在找到一些结果时,我发现了以下两种方法,但无法确定哪种查询具有更好的性能。希望有人会建议!
SELECT SQL_CALC_FOUND_ROWS *, MATCH (m.firstname, m.lastname) AGAINST ('*keyword1* *keyword2* *keyword3*' IN BOOLEAN MODE) AS relavance FROM members m WHERE m.status = 1 AND m.membership > 1 AND (SELECT count(media_id) FROM arts AS media WHERE media.active = 1 AND media.owner = m.mem_id) > 0 AND MATCH (m.firstname, m.lastname) AGAINST ('*keyword1* *keyword2* *keyword3*' IN BOOLEAN MODE) ORDER BY relavance DESC, m.firstname ASC, m.lastname ASC
SELECT SQL_CALC_FOUND_ROWS *, (SELECT count(media_id) FROM arts AS media WHERE media.active = 1 AND media.owner = m.mem_id) AS arts_count, MATCH (m.firstname, m.lastname) AGAINST ('*keyword1* *keyword2* *keyword3*' IN BOOLEAN MODE) AS relavance FROM members m WHERE m.status = 1 AND m.membership > 1 AND MATCH (m.firstname, m.lastname) AGAINST ('*keyword1* *keyword2* *keyword3*' IN BOOLEAN MODE) HAVING arts_count > 0 ORDER BY relavance DESC, m.firstname ASC, m.lastname ASC
修改
我也找到了另一种方法,现在比较是在三个查询之间。以下是我发现的新查询以及从性能角度来看更好的所有三个查询?
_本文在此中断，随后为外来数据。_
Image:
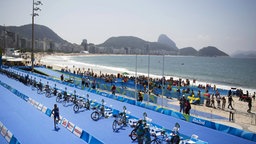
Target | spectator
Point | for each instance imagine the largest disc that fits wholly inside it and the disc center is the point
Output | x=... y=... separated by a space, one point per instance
x=140 y=97
x=218 y=100
x=113 y=89
x=230 y=100
x=187 y=107
x=212 y=101
x=56 y=116
x=223 y=102
x=62 y=77
x=140 y=132
x=182 y=103
x=249 y=100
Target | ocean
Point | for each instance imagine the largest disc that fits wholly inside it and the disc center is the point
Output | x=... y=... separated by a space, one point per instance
x=226 y=72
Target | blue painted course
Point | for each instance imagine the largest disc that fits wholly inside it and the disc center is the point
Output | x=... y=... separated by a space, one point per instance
x=96 y=129
x=28 y=124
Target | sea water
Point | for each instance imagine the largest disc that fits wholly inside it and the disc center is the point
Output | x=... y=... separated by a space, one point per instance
x=225 y=71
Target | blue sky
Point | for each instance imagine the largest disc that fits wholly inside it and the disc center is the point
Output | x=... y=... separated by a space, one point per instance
x=230 y=25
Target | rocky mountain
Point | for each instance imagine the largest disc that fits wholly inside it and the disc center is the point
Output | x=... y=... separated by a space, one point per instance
x=188 y=51
x=211 y=51
x=19 y=37
x=164 y=39
x=135 y=44
x=47 y=40
x=41 y=32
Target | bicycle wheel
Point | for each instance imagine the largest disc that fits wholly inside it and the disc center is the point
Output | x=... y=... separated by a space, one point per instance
x=76 y=108
x=38 y=91
x=133 y=135
x=155 y=141
x=95 y=116
x=47 y=94
x=58 y=99
x=115 y=126
x=64 y=103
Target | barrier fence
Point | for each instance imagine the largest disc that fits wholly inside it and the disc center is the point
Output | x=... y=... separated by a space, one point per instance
x=220 y=127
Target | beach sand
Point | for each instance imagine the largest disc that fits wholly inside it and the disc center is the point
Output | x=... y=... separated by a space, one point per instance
x=242 y=119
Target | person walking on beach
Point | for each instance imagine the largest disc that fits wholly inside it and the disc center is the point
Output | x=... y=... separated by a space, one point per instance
x=212 y=101
x=187 y=107
x=182 y=104
x=230 y=100
x=113 y=89
x=62 y=77
x=56 y=115
x=218 y=101
x=249 y=100
x=223 y=102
SELECT SQL_CALC_FOUND_ROWS *, MATCH (m.firstname, m.lastname) AGAINST ('*keyword1* *keyword2* *keyword3*' IN BOOLEAN MODE) AS relavance FROM members m LEFT JOIN (SELECT count(media_id) AS arts_count, owner AS ar_owner FROM arts GROUP BY media_id) AS ar ON ar.ar_ar_owner = m.owner WHERE m.status = 1 AND m.membership > 1 AND MATCH (m.firstname, m.lastname) AGAINST ('*keyword1* *keyword2* *keyword3*' IN BOOLEAN MODE) AND ar.arts_count > 0 ORDER BY relavance DESC, m.firstname ASC, m.lastname ASC
查询目标:要查找匹配关键字的用户,并且至少有一个上传的图片/艺术品,还有一些检查最终按相关性进行排序。